The second type of problem which an institution must face is of a physical nature. It is probably true that "bricks and mortar" can never solve completely the difficulties of an educational institution, but there is no doubt that the graduate schools face serious physical inadequacies.

All three of the University's medical schools are involved in the worst way with the consequences of the growth and development of the past few decades. It is indeed regrettable that an institution cannot build once and be done with it. One might even settle for being able to build and feel that needs had been taken care of for just one decade. However, the general rule appears to be that you build and need to build again as soon as you move into your new buildings.

Perennial Problems

The Medical School has been plagued by this problem ever since its birth in 1782 in the basement of Harvard Hall. From that era up to the present day the School's history has been one of constant moving from one building to the next. In 1883, the School moved to 688 Boylston Street which "was expected to be the home for medicine for generations." Seventeen years later, it was ready to move to its present location just off Huntington Avenue.

When it finally did enter its present location in 1906, all problems seemed to be at an end. With five enormous granite buildings and the clinical resources of Boston's hospitals nearby,, there seemed no doubt that the Medical School had stopped growing.
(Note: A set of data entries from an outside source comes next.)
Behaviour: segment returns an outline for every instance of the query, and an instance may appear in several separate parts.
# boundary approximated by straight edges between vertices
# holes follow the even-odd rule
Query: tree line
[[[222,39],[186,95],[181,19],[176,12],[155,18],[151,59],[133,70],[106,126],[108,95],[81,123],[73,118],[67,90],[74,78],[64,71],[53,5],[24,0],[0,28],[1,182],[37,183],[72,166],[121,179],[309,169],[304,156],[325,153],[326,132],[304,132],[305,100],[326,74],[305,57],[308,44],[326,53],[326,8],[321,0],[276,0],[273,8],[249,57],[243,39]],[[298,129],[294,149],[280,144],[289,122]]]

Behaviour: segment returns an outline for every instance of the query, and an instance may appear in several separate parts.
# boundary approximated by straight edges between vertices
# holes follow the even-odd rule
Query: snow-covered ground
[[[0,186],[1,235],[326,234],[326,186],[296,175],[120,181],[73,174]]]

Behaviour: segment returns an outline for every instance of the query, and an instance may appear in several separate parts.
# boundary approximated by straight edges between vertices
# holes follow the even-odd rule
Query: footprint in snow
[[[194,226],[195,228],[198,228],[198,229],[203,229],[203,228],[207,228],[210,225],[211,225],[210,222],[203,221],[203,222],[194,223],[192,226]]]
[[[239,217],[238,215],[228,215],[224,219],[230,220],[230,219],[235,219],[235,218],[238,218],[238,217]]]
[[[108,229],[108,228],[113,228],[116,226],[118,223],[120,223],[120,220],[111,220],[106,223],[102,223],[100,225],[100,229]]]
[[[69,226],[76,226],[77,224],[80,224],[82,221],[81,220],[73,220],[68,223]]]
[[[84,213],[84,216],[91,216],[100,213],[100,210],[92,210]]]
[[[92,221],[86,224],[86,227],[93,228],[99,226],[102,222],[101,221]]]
This was partly true, for the days of moving from building to building were definitely over. But the School was quick to grow within its new structure over the next fifty years. The student body increased by 80 percent. New methods changed the techniques of medicine beyond many expert's wildest dreams, and these methods brought about a need for new types of equipment and special types of buildings. Most of all, time took its inevitable toll on the buildings.

Today there is a tremendous need for constant temperature rooms, special dark rooms, animal houses, refrigeration rooms, laboratory space, and renovations dictated by fifty year's wear and tear on the physical plant. The most convenient way to achieve many of these new requirements appears to be by the costly process of mezzanining (putting a floor between the already existing floors and ceilings).